Black, White, and Read All Over
In the third grade, our class held a Show and Tell: Jokes Edition. One of the boys started us off with this classic:
“What’s black, white, and red all over?…A zebra with a sun burn!” Upon hearing this joke, I had two reactions: The first? Confusion, as zebras don’t get sunburns. The second? Panic, as this boy had just used a set-up very similar to my own (hilarious) joke. However, I soon realized that he had actually done me a favour, as he set up my joke in the best possible way. See, I followed his turn with this this head-scratcher:
“What’s black and white and red all over?…A Newspaper!” (Get it? “Red” is a homophone for “read!” Har har har.)
I still think my joke was far superior, and today, I’m dressed as another possible answer. I’m outfitted in black and white, and lately, I’ve been “read” in a few more places that usual. You see, a few Saturdays back, I had my moment in the sun (no sunburns, though) and played cover girl on the Saturday edition of the Hamilton Spectator. Every week, The Spec (my city’s local rag) profiles the style of one local citizen, in the shape of a brief questionnaire and a few photos. They use them as space fillers all across the newspaper, wherever and whenever needed.

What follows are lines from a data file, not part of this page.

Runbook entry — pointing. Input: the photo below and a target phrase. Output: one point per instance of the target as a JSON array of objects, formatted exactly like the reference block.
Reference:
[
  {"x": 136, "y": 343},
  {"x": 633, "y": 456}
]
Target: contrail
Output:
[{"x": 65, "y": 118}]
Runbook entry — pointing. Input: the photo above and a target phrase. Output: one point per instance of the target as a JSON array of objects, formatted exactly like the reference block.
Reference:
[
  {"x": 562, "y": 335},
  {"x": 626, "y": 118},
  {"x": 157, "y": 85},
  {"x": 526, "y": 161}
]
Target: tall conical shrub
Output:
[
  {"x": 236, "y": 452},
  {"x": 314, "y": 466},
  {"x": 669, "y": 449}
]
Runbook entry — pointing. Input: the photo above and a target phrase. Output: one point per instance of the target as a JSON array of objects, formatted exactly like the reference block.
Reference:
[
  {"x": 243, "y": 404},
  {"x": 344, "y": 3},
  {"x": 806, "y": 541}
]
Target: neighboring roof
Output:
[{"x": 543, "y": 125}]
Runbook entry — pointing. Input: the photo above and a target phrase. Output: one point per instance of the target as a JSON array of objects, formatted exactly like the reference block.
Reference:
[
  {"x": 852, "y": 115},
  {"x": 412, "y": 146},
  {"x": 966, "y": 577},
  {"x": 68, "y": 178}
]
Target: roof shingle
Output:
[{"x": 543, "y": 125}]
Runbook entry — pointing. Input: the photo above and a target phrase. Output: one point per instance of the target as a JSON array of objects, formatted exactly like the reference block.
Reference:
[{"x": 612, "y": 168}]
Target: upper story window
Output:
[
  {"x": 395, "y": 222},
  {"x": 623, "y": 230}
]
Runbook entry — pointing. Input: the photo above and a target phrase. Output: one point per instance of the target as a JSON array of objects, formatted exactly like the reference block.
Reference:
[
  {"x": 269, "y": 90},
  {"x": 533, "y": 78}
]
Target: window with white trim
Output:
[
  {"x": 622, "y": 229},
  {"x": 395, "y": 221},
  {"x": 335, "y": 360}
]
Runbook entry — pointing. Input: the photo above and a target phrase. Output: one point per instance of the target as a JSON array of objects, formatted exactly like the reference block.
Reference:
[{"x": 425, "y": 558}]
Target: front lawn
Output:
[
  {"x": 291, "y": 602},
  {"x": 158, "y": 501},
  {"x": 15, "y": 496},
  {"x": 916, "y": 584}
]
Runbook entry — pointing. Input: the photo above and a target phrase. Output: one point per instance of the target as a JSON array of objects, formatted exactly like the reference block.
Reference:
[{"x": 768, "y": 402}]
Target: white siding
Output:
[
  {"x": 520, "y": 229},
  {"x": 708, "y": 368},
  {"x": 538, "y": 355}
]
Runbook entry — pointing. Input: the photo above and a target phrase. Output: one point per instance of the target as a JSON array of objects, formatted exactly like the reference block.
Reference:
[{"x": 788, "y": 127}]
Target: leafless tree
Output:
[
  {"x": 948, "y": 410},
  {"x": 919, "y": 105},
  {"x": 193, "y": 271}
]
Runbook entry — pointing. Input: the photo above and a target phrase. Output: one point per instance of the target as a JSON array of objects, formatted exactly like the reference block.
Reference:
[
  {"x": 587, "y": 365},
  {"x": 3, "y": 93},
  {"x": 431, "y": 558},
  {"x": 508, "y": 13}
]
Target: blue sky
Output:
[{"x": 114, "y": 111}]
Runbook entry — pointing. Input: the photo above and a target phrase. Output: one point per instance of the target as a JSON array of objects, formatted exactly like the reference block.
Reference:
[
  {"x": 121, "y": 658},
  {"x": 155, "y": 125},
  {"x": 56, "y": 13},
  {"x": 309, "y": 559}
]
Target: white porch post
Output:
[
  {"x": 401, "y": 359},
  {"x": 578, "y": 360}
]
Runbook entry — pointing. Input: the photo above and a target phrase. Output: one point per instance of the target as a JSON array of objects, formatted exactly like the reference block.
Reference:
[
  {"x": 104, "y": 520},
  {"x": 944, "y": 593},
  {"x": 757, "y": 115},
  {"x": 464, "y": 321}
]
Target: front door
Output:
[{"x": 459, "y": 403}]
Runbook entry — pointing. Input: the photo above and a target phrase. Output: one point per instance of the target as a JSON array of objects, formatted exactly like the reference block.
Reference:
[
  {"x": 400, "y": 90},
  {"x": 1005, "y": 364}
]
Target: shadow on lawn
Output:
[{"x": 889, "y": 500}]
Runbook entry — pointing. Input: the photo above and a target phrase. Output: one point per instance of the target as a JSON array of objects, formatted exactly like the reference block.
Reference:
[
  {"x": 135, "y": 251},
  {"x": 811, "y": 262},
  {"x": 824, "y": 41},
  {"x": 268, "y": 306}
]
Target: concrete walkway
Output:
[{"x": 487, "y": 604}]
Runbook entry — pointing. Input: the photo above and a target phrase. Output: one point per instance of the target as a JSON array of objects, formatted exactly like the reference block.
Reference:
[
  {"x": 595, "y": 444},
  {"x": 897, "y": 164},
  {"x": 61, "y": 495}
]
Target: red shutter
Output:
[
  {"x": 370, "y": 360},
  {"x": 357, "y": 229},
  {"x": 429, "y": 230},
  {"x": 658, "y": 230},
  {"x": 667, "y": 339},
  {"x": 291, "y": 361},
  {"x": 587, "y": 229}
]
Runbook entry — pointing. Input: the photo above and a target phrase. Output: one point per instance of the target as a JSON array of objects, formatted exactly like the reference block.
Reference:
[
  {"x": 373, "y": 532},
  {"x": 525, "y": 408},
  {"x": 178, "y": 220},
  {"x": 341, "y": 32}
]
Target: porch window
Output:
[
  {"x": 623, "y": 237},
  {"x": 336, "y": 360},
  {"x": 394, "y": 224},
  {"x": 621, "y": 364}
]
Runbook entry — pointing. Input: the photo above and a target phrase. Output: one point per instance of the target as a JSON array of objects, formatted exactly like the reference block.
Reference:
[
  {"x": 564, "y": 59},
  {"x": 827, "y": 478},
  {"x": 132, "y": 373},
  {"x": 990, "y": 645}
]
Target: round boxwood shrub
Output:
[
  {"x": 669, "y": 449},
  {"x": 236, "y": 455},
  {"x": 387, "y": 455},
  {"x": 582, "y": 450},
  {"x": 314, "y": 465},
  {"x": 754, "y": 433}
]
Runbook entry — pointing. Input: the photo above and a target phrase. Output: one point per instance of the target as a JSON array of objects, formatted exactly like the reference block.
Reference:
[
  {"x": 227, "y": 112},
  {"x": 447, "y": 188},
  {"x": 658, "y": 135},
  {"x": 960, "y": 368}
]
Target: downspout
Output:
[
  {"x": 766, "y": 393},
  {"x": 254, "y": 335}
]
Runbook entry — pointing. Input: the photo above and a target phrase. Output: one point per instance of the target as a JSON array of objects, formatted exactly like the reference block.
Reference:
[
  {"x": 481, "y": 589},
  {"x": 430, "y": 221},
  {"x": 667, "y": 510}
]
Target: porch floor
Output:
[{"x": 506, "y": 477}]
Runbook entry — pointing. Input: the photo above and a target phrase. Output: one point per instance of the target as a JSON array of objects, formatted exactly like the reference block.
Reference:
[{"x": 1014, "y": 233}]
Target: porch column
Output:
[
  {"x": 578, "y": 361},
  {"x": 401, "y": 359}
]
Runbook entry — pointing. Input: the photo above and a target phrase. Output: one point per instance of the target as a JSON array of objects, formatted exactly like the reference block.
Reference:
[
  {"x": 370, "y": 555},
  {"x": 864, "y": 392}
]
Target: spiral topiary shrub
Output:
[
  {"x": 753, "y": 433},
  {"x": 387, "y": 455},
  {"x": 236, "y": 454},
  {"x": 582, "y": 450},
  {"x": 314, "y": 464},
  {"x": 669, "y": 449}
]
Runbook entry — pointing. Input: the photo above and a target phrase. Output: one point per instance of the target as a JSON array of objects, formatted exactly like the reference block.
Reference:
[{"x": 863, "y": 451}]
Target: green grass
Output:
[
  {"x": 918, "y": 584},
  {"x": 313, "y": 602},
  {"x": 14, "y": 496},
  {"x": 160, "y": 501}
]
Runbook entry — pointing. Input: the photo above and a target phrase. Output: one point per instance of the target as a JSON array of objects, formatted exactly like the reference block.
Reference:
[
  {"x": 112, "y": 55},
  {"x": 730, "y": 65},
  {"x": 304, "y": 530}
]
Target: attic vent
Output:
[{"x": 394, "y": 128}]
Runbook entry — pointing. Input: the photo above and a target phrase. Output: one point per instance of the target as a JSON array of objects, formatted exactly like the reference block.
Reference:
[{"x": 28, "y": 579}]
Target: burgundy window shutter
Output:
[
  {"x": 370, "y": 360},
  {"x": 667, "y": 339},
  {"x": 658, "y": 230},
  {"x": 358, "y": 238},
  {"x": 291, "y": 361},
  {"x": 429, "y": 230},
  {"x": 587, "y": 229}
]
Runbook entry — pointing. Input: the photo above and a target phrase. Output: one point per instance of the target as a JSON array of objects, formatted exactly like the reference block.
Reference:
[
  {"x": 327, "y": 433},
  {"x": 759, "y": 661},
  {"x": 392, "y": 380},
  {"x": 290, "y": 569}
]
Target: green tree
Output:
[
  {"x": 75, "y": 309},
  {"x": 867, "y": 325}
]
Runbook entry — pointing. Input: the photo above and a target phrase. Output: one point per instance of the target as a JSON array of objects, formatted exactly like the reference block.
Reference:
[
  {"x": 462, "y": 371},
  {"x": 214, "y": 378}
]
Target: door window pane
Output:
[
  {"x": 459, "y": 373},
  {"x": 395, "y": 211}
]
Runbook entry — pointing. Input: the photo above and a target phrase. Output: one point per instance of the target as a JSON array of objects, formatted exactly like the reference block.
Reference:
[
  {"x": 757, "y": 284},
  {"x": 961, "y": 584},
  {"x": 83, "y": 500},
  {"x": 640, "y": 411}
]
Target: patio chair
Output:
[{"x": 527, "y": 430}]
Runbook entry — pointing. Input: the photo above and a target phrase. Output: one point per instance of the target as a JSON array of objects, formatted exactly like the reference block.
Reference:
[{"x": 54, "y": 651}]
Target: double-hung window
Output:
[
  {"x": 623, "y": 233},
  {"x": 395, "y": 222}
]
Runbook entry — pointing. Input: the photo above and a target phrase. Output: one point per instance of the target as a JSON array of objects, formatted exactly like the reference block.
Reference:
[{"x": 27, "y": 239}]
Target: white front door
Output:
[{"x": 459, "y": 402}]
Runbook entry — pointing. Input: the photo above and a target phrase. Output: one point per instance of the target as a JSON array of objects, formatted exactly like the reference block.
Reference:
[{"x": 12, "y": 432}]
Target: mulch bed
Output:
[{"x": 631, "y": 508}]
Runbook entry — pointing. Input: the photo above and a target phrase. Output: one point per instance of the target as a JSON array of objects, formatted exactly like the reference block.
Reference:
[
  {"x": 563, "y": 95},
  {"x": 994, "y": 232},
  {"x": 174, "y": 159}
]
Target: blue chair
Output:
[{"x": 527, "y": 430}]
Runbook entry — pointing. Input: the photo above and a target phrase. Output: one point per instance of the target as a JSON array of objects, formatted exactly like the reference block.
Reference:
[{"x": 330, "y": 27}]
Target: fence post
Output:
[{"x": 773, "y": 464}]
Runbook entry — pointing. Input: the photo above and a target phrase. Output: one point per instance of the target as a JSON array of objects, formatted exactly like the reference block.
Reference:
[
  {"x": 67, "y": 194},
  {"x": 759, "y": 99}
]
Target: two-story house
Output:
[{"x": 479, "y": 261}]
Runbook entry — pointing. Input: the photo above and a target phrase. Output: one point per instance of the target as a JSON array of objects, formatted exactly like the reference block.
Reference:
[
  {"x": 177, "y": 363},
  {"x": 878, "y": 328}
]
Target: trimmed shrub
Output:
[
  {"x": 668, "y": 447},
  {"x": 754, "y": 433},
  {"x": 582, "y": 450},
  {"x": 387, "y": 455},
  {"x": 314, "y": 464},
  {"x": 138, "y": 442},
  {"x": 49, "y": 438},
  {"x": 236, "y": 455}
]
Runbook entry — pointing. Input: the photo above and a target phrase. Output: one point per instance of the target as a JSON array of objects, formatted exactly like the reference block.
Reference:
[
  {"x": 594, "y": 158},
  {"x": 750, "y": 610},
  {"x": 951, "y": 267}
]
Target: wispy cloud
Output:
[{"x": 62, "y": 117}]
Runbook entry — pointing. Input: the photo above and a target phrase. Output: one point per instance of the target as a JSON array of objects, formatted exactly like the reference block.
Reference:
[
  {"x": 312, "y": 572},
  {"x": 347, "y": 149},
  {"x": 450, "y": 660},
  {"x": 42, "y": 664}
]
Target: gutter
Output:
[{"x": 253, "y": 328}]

Well, lucky for me, there obviously wasn’t a lot goin’ on in Hamilton two weekends ago, so they slapped my silly face on the front page of the GO section (ie: the fun section with all the celebrity gossip and crossword puzzles). This was a great surprise to me, as I had assumed they’d squeeze me in between the classified and obits in a few months from now when their well had run very, very dry. But some congratulatory tweets filled me in on my cover spot, and I set off on a rainy walk to grab the last copy of from the newspaper box down the street.
I was very, very nervous about seeing the feature in print. For one, I now fully appreciate the opportunity to revise, redo, and rehash every sentence on this blog from the comfort of my keyboard. Alternatively, this interview was done in person and recorded on an iPhone, so it was FULL of “ummms,” “uhhhs,” and “likes.” Quite frankly, I was certain I’d come across as Frankenstein from Beverly Hills. Thankfully, the interviewer kindly edited out my “uhhhs” and I didn’t say anything too embarrassing. (Spanx, though? Really Julie?)
There was, however, one question in the interview that didn’t make it in the final cut. To get the ball rolling, Sheryl asked me to describe my personal style. A wiser woman would have seen this question coming and formulated a nice, succinct response, but I am not she. I, instead, launched into the world’s longest run-on sentence. I described my style as vintage-y, yet modern; that I like colour, but also black; that I’m drawn to clean, minimal styling…and quirky, crazy patterns. I basically piled contradiction on top of contradiction, and called it a personal style.
Well, unsurprisingly, none of that made for a very print-friendly answer. However, while I don’t blame them for omitting it, I’ve come to conclude that it’s the truth. I don’t have a two or three word answer that describes how I want to look every day. I don’t have a style manifesto that I take with me every where I shop. Instead, I thrift things that I like, and things that I feel good in. Sometimes they’re simple, sometimes they’re bananas, but they’re all me.
The outfit I’m wearing today is not only another punch line to a dorky joke, it’s an example of this oxymoronic approach at work. I like this skirt because it is clean and linear, but I like this cardigan because of the swirly-whirly lines. I like black, but I also I like red, pink, and green. My style isn’t relaxed, tailored, bohemian, or mod— it’s all of those, and whatever else I find at the thrift store. I don’t think I’ll ever confine my style to one snappy little sentence, because I want to continue to pull dresses from the 60s and blazers from the 90s. I want to be both Zooey D. and Michelle O. I want to wear whatever I want, whenever I want. And sometimes I want to wear my cardigan backwards just because I can.
While that doesn’t make for a very good answer in print, it sure makes thrifting much more fun.
Thanks again to the fine folks at the Hamilton Spectator for deeming me interesting enough for the Saturday GO. And thanks to you, readers, who come back to this little blog, whether I’m wearing black, white or something else entirely.